March 9 (Bloomberg) — Malaysia may unveil tax cuts, public spending and other measures totaling more than 30 billion ringgit ($8 billion) tomorrow, more than four times an earlier plan, as it seeks to avoid a recession this year.
Malaysia needs a second stimulus of at least 33 billion ringgit, according to AmResearch Sdn. economist Manokaran Mottain. Deputy Finance Minister Kong Cho Ha told the Chinese- language Sin Chew Daily last month the government will announce an additional package of 30 billion ringgit to sustain economic growth and stem rising unemployment.
Asian nations have unveiled stimulus plans worth almost $700 billion and cut borrowing costs as the global slump pushed Japan, Hong Kong, Singapore and Taiwan into recession.
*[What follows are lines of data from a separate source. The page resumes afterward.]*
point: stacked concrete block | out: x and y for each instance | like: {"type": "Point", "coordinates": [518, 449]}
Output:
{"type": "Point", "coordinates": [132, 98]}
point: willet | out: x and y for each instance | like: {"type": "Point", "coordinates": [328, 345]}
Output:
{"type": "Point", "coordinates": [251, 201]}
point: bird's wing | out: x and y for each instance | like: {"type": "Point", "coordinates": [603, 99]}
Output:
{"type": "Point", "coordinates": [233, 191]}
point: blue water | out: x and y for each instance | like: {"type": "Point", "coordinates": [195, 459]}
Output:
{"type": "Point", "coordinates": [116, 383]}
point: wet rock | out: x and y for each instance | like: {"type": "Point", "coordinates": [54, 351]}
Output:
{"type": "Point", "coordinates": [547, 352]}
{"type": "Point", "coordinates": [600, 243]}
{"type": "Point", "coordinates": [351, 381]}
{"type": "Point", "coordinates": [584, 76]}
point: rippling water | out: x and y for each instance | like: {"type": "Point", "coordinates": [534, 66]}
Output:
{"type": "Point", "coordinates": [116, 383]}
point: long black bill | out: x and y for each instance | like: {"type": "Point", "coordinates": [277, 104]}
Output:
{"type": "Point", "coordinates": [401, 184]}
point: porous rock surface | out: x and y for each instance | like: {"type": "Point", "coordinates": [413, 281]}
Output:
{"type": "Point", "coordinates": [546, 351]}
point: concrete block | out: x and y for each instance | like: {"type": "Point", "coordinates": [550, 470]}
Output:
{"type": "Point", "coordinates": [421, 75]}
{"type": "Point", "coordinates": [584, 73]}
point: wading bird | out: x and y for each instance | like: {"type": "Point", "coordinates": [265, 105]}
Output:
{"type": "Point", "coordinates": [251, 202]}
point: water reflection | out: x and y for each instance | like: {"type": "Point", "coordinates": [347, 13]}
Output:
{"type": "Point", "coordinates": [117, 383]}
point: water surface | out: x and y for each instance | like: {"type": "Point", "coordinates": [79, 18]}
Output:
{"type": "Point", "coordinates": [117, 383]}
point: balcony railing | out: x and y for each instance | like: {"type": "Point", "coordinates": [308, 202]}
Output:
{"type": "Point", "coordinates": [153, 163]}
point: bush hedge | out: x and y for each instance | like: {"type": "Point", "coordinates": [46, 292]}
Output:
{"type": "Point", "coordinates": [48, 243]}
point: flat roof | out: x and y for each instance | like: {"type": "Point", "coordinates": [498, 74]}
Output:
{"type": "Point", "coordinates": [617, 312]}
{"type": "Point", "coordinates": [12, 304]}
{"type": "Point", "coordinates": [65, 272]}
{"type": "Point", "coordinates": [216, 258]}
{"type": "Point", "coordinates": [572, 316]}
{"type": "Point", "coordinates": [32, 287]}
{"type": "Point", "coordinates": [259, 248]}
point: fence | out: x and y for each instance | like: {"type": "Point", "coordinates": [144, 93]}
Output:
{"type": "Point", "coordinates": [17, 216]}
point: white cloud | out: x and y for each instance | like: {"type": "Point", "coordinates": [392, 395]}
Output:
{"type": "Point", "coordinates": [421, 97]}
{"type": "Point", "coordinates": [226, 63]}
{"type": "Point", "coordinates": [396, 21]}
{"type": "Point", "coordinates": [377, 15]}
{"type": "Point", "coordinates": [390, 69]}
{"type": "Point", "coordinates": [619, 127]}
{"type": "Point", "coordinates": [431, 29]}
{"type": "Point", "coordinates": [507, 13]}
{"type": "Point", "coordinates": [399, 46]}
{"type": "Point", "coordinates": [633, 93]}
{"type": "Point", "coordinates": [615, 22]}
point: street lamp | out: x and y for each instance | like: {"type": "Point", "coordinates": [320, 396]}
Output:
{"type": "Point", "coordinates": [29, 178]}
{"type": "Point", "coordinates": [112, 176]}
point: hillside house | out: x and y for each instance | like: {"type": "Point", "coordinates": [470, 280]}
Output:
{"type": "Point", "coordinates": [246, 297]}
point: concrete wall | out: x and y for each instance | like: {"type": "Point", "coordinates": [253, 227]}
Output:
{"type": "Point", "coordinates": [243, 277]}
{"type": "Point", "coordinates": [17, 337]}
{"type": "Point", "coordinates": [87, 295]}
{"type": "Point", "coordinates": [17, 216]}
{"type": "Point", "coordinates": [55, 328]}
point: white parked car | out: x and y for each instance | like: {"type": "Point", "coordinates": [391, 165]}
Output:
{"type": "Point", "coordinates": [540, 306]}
Malaysia’s economy grew at the slowest pace in seven years last quarter as falling exports hurt companies including Malaysian Pacific Industries Bhd. and job losses surged.
“The spectre of a technical recession for Malaysia in the first half of 2009 is now a certainty while an outright recession for the full-year is inevitable,” said Azrul Azwar Ahmad Tajudin, an economist at Bank Islam Malaysia Bhd. in Kuala Lumpur. “We seriously need a bold and decisive policy action with more aggressive fiscal and monetary measures.”
Malaysia will allocate 5 billion ringgit on development and another 5 billion ringgit on “operational” spending as part of its second stimulus package, Deputy Finance Minister Kong said March 5. The total package may be worth as much as 35 billion ringgit, Agence France-Presse reported yesterday, citing a government official it didn’t identify.
Finance Minister Najib Razak, who has said the second stimulus plan, or so-called mini budget, will be “bigger and more comprehensive” than a 7 billion-ringgit package in November, is due to table the new plan in parliament tomorrow.
Malaysia’s five- and 10-year government bonds have slumped in the past six weeks on concern the government will increase debt sales to fund a widening budget deficit. Yields on the note maturing in April 2014 rose to the highest level since Nov. 24 on March 6.
The finance ministry will sell 4.5 billion ringgit of the benchmark five-year notes on March 12, the single biggest offering since June 2004. Markets in Malaysia are closed today for a public holiday.
The government’s additional spending may increase this year’s budget deficit to as much as 7.6 percent of gross domestic product, more than the 4.8 percent estimated in November, according to Citigroup Inc. That would be the biggest gap since 1987, according to Bloomberg calculations using government data for the budget balance and GDP at current prices.
“The priority for the government now is to cushion the economy from the severe global recession and to spur economic growth,” Peck Boon Soon, an economist at RHB Research Institute Sdn., said in a March 6 report in Kuala Lumpur. “We view the worsening budget deficit and a potential downgrade in credit rating as a secondary concern” as long as it is temporary.